Every ring of the circus held delights for all of the boys and all of the girls, especially this, the Greenboro & Snyder Bazaar. When it rolled into town the night before, everyone had stopped and stared, this was a real royal event. Every train car held a wonder and were topped by long flowing flags, which whipped in the foreground to the great plains sunset. It was Greenboro & Snyder, here at long last.

Along came the caboose as parents down the line shoved hands deep into their pockets, turning up nothing but corduroy and empty overall. But the last car gone saw children spin on their heels and begin to tug on those same overalls and hems of mothers’ dresses, their faces all bunched up in excitement, shrieking & dancing in their wanting way. Mother and father exchanged that look that said they’d be digging into jars and lifting up mattresses at home that night. The children ran on ahead while parents walked together, “We’re in the wrong business” they laughed and shook their dusty heads.

The parents had to be stern that night to get the little ones into bed. Said things like “I heard the lions only roar for children who turn in on time” and so away the children went into dreams of clowns and trapeze. Though the younger ones had never seen, older sisters & brothers told tales a little tall, the elephants grew, the human cannonball shot so high as to never be seen again...
hush...

The next morning the school house was a hive of giggles and anticipations and “I can’t waits.” All except Samuel Magee. 3rd row 2nd seat, who sat with a particular look, he wasn’t sad, but he didn’t share the buzz. On the steps before the bell rang his peers had poked and jeered, wasn’t he excited for the show, wasn’t he gonna go?
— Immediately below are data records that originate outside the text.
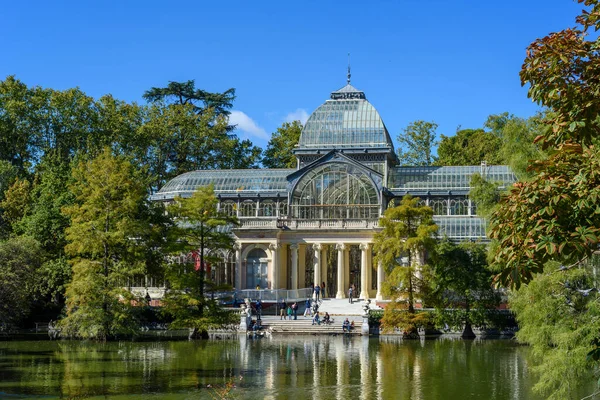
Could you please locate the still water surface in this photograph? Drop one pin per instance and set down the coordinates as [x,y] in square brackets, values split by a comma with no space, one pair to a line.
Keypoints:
[297,367]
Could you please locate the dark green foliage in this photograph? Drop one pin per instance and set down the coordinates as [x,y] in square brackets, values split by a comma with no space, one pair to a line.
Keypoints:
[484,194]
[279,152]
[105,247]
[470,147]
[461,279]
[417,143]
[20,259]
[198,233]
[186,93]
[407,232]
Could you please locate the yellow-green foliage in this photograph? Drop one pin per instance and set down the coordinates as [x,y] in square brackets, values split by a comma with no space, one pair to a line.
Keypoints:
[559,321]
[396,316]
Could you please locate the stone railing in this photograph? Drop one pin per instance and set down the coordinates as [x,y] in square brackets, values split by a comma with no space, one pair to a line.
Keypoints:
[301,224]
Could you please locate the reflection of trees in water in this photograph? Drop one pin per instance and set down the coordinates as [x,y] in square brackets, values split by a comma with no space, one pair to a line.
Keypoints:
[282,367]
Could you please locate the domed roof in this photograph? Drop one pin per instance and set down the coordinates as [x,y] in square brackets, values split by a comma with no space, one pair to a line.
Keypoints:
[346,120]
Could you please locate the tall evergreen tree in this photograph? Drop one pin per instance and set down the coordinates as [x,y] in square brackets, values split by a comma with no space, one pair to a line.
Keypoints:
[407,233]
[104,246]
[198,233]
[417,144]
[279,152]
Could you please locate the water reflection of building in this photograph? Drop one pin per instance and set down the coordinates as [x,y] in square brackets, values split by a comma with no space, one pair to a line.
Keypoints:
[315,222]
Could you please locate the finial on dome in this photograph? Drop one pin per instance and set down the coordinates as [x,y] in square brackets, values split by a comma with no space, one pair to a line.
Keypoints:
[349,75]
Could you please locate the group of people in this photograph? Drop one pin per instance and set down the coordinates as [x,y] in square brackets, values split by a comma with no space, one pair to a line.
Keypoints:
[288,311]
[318,291]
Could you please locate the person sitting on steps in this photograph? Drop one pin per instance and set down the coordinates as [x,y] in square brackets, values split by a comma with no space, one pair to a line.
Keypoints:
[346,325]
[316,319]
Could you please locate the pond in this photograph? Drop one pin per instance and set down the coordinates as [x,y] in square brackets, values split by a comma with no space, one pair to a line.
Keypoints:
[298,367]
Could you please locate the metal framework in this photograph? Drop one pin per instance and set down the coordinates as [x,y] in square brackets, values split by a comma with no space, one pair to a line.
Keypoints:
[333,192]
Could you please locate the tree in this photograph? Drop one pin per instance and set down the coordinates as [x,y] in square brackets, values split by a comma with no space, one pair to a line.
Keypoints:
[462,280]
[517,136]
[201,101]
[104,246]
[16,131]
[179,140]
[559,318]
[407,233]
[198,232]
[554,217]
[484,194]
[20,259]
[469,147]
[416,143]
[279,152]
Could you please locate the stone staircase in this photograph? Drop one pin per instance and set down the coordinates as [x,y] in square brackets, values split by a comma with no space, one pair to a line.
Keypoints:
[303,326]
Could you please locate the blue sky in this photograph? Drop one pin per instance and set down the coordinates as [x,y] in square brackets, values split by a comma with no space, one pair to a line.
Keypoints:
[452,62]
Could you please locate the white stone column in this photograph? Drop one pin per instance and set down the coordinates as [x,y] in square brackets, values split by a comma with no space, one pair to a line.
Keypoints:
[365,376]
[317,247]
[380,279]
[324,262]
[238,266]
[274,247]
[294,249]
[364,290]
[340,247]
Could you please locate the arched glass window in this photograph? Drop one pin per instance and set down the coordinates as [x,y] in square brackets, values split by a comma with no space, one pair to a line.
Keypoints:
[335,191]
[256,269]
[248,209]
[267,208]
[459,207]
[229,208]
[440,207]
[282,209]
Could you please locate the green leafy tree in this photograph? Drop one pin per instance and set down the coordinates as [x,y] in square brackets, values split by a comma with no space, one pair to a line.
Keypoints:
[469,147]
[16,131]
[179,140]
[198,232]
[417,142]
[279,152]
[14,206]
[462,280]
[20,258]
[559,318]
[185,93]
[554,217]
[104,247]
[407,233]
[484,194]
[518,147]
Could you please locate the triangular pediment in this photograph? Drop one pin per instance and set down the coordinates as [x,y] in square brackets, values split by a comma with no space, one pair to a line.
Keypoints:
[332,157]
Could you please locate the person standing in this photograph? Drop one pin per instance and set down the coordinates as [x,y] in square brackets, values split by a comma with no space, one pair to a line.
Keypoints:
[350,293]
[307,308]
[282,310]
[258,307]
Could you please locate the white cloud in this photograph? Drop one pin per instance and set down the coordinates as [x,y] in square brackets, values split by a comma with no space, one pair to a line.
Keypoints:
[247,125]
[300,114]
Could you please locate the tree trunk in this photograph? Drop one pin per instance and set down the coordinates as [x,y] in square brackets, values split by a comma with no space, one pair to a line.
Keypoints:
[468,331]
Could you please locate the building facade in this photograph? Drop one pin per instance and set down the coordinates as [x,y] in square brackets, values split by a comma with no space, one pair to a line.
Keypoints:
[315,223]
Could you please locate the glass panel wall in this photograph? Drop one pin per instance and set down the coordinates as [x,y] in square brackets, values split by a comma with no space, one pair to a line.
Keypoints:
[332,192]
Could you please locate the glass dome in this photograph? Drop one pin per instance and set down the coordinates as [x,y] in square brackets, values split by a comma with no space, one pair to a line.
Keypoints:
[346,120]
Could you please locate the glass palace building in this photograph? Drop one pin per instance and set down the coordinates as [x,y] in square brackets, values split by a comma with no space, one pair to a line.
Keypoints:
[315,223]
He looked calm and said no, because he knew he had already seen all the show he was going to see last night by the line. While all the other kids just couldn’t wait for the next night, little Sam had taken it all in. Arms hanging at his side, eyes wide, he remembered the sound and smoke of the engine, the bars through which he saw blurred animals and a trunk poking out here, sticking out there. He saw the painted ads on the side of the cars with clowns & curiosities, and it all made Sam giggle. So when the caboose called out “see y’all at the circus,” Sam’s little hands found his pockets. He knew there would be no extra nickels or dimes for his parents to find for such a thing.

But even when the school day was over and the show had begun, young Sam didn’t lament he was on the wrong side of the tent. The things he had seen last night by the tracks had been amazing for Sam, and he had seen more than every other kid, because for him, the train passed slower. And that was his own free show.

Now Sam couldn’t tell you if you asked him why, but I know it has something to do with how much you expect. Waiting for something else to enjoy as the show passes you by on the tracks. Because see, the little sips are the best taste of the soup if you’re not waiting to gulp.


This is a slam poem that I wrote in january 2002.